Outside financing for litigation has grown by leaps and bounds, but few women litigators—who make less than 10 percent of all requests—were seeking money to finance commercial litigation.

Burford is setting up the fund, to be called the Equity Project, to give more women lawyers a chance to run their own legal show.

“There is a significant gender gap in the law, and diversity and mentoring are not enough. To change outcomes more quickly, the economics need to be changed,” said Christopher Bogart, Burford’s chief executive, who announced the fund.

Outside litigation funding, in which third parties finance a legal matter hoping to make a return on successful litigation, is growing in popularity as corporations and firms seek to reduce exposure to the expensive costs of lengthy, complex legal matters.

Burford, the largest litigation financing company, invested $540.3 million in the first half of this year.

Women lawyers typically have not been in positions to seek such funding, in large part because they often are not in charge of major legal matters. But more corporate counsel are seeking to field legal teams that better reflect a cross-section of society, and are making such diversity a requirement when they choose among competing lawyers to represent them.

Though slightly more than half of recent law school graduates are women, they make up only about one-third of the attorneys at law firms. And they hold only about 20 percent of equity partnerships, which means they occupy fewer lead firm positions and leading—called first chair—positions in litigation.

A dedicated funding pool would give women the opportunity to pitch clients and offer attractive alternative fee arrangements as part of the proposal package, said Aviva Will, senior managing director of Burford’s investment team. She was formerly an assistant general counsel at Time Warner Inc., and prior to that was a lawyer at Cravath, Swaine & Moore—two institutions where Bogart also worked.
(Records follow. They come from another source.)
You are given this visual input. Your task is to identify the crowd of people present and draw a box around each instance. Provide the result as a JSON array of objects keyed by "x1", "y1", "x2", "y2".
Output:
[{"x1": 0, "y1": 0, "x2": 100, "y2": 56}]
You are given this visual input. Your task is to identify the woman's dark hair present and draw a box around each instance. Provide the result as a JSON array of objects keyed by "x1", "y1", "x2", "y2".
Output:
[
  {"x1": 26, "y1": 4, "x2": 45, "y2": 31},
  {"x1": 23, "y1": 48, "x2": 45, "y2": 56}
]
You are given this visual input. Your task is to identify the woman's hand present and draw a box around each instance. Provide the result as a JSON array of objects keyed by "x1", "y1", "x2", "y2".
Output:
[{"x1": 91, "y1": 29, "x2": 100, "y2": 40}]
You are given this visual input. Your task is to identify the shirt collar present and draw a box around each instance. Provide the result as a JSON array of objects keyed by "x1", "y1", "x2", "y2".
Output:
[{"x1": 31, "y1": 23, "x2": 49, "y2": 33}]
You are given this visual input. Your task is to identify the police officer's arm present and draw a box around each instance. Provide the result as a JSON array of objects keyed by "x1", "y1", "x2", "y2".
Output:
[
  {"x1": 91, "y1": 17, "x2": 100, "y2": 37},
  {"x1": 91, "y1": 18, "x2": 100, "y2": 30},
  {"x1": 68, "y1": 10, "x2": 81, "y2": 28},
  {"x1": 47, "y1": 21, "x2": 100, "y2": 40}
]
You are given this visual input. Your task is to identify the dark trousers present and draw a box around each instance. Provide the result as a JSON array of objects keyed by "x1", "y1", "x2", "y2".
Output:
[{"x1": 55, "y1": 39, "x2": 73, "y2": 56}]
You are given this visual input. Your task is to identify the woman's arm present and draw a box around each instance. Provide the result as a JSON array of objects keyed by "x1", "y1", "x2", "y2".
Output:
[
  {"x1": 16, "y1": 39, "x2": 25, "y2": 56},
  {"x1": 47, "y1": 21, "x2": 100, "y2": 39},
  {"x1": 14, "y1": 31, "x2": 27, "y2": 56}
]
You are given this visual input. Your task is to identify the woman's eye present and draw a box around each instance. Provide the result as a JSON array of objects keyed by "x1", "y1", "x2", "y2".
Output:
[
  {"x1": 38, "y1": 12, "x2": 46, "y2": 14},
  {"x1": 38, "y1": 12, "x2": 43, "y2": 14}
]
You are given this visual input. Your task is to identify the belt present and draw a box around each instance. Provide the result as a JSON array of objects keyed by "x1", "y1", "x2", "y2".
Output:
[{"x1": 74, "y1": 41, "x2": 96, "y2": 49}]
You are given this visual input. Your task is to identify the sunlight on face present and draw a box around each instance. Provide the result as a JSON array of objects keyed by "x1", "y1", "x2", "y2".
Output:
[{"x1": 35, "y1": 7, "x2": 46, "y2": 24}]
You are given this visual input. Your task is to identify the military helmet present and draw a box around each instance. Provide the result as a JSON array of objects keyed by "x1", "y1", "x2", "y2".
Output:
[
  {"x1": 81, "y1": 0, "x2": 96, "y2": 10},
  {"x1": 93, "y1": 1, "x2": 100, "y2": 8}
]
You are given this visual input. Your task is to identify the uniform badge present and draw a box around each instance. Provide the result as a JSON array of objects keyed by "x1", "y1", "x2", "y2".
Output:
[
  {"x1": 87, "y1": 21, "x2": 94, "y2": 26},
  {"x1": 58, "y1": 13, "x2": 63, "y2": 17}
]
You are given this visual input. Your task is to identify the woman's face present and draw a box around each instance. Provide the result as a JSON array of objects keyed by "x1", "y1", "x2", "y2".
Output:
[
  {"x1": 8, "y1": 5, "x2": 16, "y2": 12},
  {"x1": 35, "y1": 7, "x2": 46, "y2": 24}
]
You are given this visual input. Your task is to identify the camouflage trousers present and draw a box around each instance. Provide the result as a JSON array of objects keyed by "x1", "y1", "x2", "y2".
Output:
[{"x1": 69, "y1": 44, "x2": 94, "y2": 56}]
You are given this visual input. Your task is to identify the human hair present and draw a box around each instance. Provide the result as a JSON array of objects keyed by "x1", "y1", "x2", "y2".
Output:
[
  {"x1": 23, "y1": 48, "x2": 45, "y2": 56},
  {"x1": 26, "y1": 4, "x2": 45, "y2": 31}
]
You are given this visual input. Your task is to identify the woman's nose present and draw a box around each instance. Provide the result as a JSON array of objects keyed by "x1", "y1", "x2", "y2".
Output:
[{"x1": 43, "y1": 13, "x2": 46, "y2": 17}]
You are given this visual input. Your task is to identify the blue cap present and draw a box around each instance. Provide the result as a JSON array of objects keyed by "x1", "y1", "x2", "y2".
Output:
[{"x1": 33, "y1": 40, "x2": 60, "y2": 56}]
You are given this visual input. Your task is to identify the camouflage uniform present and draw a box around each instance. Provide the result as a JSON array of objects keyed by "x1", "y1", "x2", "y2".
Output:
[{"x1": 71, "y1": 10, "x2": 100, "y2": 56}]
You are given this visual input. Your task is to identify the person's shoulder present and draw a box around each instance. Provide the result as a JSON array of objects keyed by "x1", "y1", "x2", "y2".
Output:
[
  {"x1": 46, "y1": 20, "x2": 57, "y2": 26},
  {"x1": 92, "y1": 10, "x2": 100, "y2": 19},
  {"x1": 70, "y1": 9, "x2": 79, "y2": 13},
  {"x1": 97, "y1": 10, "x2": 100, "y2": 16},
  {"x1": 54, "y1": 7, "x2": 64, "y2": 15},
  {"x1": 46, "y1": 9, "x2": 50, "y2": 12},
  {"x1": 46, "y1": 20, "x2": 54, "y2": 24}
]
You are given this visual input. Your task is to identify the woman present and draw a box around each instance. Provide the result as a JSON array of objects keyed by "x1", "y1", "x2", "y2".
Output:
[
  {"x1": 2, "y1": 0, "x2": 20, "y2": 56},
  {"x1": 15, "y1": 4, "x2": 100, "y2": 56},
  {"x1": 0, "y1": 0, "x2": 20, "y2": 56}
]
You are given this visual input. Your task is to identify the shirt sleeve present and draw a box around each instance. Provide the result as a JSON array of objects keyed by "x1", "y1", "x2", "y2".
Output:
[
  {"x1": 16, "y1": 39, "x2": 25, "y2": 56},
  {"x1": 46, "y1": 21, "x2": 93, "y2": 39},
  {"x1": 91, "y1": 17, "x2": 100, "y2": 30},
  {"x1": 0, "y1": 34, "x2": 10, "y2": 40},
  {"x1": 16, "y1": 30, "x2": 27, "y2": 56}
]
“We think this capital commitment can have an immediate impact on women lawyers’ ability to generate business,” said Will, who will lead the fund.
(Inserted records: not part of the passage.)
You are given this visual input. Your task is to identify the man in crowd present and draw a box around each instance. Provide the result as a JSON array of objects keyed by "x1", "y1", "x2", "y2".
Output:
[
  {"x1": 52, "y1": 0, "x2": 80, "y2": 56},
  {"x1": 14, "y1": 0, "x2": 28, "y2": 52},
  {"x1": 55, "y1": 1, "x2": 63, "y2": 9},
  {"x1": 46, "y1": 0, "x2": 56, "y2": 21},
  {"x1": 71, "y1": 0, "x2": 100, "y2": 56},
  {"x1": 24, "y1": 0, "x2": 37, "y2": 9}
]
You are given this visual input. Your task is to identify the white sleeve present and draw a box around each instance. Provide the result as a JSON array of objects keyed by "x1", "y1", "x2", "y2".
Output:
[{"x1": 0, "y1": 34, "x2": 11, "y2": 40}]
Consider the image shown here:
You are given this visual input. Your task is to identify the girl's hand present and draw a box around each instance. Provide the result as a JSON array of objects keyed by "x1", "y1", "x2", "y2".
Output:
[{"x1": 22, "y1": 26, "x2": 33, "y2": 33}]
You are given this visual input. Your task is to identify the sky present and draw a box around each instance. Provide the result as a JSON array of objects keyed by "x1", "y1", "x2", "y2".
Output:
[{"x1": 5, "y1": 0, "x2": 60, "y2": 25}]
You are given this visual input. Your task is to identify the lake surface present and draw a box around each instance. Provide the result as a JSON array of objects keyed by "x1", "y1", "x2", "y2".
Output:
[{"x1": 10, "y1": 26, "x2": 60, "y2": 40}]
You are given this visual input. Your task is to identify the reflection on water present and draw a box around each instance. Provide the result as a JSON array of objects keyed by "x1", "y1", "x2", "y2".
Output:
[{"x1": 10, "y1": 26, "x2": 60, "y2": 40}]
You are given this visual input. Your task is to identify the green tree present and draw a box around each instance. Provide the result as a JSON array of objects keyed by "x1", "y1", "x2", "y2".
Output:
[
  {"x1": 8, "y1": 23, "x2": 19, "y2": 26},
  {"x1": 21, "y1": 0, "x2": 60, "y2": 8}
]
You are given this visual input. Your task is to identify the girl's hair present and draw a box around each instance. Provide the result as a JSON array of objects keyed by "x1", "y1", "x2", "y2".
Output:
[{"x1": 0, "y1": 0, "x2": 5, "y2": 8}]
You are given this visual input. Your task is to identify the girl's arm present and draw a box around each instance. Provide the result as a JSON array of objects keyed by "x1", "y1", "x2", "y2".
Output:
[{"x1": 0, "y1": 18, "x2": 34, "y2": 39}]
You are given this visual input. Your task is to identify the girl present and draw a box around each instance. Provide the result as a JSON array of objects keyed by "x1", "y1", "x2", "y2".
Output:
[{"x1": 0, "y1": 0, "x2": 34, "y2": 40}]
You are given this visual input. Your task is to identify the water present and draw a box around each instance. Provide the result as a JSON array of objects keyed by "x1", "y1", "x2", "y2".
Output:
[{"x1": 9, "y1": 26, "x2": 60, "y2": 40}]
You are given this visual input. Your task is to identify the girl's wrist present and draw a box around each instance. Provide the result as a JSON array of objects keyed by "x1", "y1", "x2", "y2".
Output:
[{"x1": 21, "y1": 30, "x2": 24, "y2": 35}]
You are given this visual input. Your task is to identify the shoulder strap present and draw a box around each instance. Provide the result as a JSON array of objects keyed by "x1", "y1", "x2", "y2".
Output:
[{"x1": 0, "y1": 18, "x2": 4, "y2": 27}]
“This is filling in a gap where women can propose to handle a piece of legal business and know that she has financial backing. We are taking a risk along with the lawyers and their client,” Will said.

The Equity Project is backed by a roster of notable women litigators. Burford is calling them “champions,” and said they will work to make the funding pool better known.
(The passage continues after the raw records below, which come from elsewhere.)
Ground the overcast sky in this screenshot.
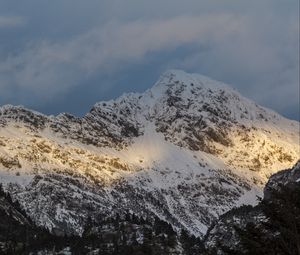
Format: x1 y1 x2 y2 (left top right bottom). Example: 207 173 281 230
0 0 299 120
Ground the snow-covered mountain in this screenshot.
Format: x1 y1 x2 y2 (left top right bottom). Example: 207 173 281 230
0 70 299 237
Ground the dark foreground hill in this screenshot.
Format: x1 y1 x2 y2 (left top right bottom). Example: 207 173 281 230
204 161 300 255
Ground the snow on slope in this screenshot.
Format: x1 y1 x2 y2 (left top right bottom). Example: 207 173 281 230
0 70 298 237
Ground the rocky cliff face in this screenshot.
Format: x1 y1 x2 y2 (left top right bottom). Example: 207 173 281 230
0 70 298 237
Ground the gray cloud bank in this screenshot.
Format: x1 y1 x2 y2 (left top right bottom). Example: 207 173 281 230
0 15 25 28
0 0 298 120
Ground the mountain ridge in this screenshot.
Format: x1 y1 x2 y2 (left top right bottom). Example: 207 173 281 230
1 69 297 123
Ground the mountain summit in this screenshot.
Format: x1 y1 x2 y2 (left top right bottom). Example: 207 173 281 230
0 70 299 237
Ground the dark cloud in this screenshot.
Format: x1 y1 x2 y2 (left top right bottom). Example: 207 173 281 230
0 0 298 120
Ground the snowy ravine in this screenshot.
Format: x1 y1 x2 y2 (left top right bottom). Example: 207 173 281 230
0 70 299 237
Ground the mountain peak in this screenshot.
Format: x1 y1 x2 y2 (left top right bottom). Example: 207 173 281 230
156 69 233 91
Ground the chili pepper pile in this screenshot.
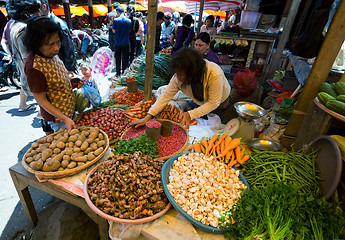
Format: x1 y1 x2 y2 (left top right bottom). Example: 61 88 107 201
125 76 136 83
109 88 144 105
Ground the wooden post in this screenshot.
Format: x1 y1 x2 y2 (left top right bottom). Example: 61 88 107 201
196 0 205 35
282 0 345 147
62 0 72 29
144 0 158 101
88 0 95 29
266 0 302 80
107 0 112 13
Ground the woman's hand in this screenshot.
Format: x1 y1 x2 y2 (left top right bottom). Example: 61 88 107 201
64 118 76 133
180 111 191 130
130 114 152 128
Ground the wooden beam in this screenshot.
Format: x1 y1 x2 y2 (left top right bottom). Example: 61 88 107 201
107 0 112 13
196 0 205 35
144 0 158 101
282 0 345 145
62 0 72 29
88 0 95 29
266 0 302 80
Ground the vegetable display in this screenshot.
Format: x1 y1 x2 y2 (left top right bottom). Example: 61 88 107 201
124 100 154 120
244 150 321 196
154 103 197 125
74 90 90 114
75 107 130 142
108 88 144 105
87 152 169 219
318 81 345 116
219 181 345 240
193 134 249 167
112 134 159 159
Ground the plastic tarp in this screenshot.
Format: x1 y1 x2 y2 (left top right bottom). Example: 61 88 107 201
82 5 108 17
0 7 7 16
51 5 89 16
158 2 188 13
186 0 243 12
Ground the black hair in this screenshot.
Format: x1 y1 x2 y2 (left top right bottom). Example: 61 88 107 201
116 6 124 14
127 5 134 15
170 48 206 87
206 15 215 24
113 2 120 10
182 14 193 26
157 11 164 21
196 32 211 44
135 12 143 18
23 15 62 55
6 0 40 20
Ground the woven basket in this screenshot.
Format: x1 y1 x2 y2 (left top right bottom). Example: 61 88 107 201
22 128 109 179
120 119 189 160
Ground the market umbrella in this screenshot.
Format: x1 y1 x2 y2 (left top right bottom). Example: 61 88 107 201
82 5 108 17
120 3 148 11
0 7 7 16
158 1 188 13
52 5 89 16
204 10 226 20
185 0 243 12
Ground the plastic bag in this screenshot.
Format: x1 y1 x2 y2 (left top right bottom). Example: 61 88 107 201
82 84 101 107
233 68 257 97
93 73 111 100
91 47 114 76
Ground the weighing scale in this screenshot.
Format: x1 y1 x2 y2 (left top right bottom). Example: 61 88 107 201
224 102 266 142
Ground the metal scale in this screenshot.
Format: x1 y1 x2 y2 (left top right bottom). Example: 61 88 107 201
224 102 266 142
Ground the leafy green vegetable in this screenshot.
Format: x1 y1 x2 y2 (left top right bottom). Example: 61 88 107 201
219 181 345 240
112 134 159 159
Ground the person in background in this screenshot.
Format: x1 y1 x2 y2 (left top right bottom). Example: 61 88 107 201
112 6 131 77
127 5 138 64
135 11 144 57
7 0 40 112
71 29 93 61
1 19 14 64
194 32 219 64
229 11 236 24
142 16 147 46
161 12 175 47
155 11 164 53
23 15 75 133
106 2 120 53
130 48 231 130
200 15 217 36
170 14 194 55
80 63 99 94
72 15 81 29
214 15 222 28
172 12 181 26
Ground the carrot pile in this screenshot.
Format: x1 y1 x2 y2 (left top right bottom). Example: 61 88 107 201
192 133 250 167
155 104 197 125
124 100 153 120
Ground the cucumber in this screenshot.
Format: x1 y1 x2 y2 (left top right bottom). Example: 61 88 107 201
333 82 345 96
326 99 345 116
336 95 345 103
319 82 337 97
75 92 84 112
317 92 335 105
78 97 90 113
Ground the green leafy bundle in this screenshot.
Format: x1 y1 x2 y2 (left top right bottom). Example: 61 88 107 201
112 134 159 159
219 181 345 240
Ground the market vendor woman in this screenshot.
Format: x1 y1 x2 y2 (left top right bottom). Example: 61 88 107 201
131 48 231 129
24 16 76 132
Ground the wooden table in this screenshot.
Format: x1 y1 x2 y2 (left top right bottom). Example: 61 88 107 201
9 162 109 240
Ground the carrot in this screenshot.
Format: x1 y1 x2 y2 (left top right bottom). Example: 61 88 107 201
238 155 250 164
230 150 235 162
206 134 219 154
224 136 232 146
228 158 237 168
201 138 208 150
200 143 206 153
216 138 241 159
190 121 197 126
235 163 240 167
193 143 201 152
235 146 241 161
211 133 227 152
225 150 232 163
221 139 226 153
216 145 221 159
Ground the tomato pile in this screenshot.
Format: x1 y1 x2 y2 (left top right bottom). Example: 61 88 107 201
109 88 144 105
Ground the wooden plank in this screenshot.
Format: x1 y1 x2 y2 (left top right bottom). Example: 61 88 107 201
144 0 158 100
283 0 345 140
196 0 205 35
62 0 72 29
266 0 302 80
88 0 95 29
107 0 112 13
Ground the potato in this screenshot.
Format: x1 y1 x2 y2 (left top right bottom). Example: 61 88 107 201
26 149 35 158
60 136 68 143
61 159 69 168
68 141 74 148
75 140 82 147
98 133 104 140
25 157 34 164
84 147 92 154
75 156 87 162
89 131 98 139
69 129 79 135
49 143 57 149
37 146 48 153
94 138 100 143
64 149 73 156
80 141 89 151
42 148 53 161
81 131 90 137
85 138 94 144
46 136 54 143
87 152 96 161
53 148 61 154
78 134 86 142
42 159 60 172
34 153 42 161
30 160 43 171
38 137 47 144
62 155 70 161
73 147 81 152
97 140 105 147
57 167 64 172
71 152 82 161
54 133 63 140
77 162 85 166
90 142 98 150
94 147 104 156
52 154 63 162
67 161 77 169
57 141 65 149
52 140 58 145
31 142 39 148
80 126 88 131
69 135 77 142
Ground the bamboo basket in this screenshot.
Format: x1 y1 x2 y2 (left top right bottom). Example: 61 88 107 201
22 128 109 179
120 119 189 160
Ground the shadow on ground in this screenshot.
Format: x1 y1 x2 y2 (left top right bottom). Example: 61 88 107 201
0 91 19 101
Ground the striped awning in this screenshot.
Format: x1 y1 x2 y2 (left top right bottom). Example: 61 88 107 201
185 0 243 12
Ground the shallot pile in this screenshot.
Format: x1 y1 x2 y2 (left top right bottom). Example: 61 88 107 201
87 152 169 219
75 107 130 142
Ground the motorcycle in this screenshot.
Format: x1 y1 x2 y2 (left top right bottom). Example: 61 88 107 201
0 47 21 89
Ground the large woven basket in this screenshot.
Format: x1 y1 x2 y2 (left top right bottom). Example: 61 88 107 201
22 128 109 179
120 119 189 160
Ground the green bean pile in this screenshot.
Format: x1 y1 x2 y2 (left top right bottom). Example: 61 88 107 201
244 150 321 196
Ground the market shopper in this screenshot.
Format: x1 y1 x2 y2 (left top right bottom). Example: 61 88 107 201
200 15 217 36
135 11 144 57
71 29 93 61
106 2 120 52
131 48 231 130
23 15 76 133
161 12 175 48
155 11 164 53
194 32 219 64
170 14 194 55
127 5 139 64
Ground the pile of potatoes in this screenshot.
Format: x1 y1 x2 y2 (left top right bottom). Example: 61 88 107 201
24 126 106 172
Among them is Katherine B. Forrest, who recently returned as a partner to Cravath, Swaine & Moore after a seven-year stint as a U.S. District Judge for the Southern District of New York.

The Equity Project is “a critical step in opening the door for more women to rise in the ranks of their respective firms and win the confidence of clients across industries,” she said in an email to Big Law Business.

Other “champions” include Wendy J. Miles, partner at Debevoise & Plimpton; Tara Lee, chair of the Transnational Litigation Group at Quinn Emanuel; Sue Prevezer, chair of the International Trial Practice at Quinn Emanuel; Sophie J. Lamb, global co-chair, International Arbitration Practice at Latham & Watkins; and Roberta D. Liebenberg, senior partner at Fine, Kaplan and Black, and co-chair of the ABA Presidential Initiative on Achieving Long-term Careers for Women in Law.

Burford plans to track the data generated by the fund’s investments to see if there are differences in outcomes and efficiencies in matters that are led by women, Will said.

“We should be able to calculate within 18 to 24 months whether, for example, cases are run more efficiently or resolved more satisfactorily,” she said.

Burford reported in March that it earned a 31 percent return on $773 million in completed investments in 2017.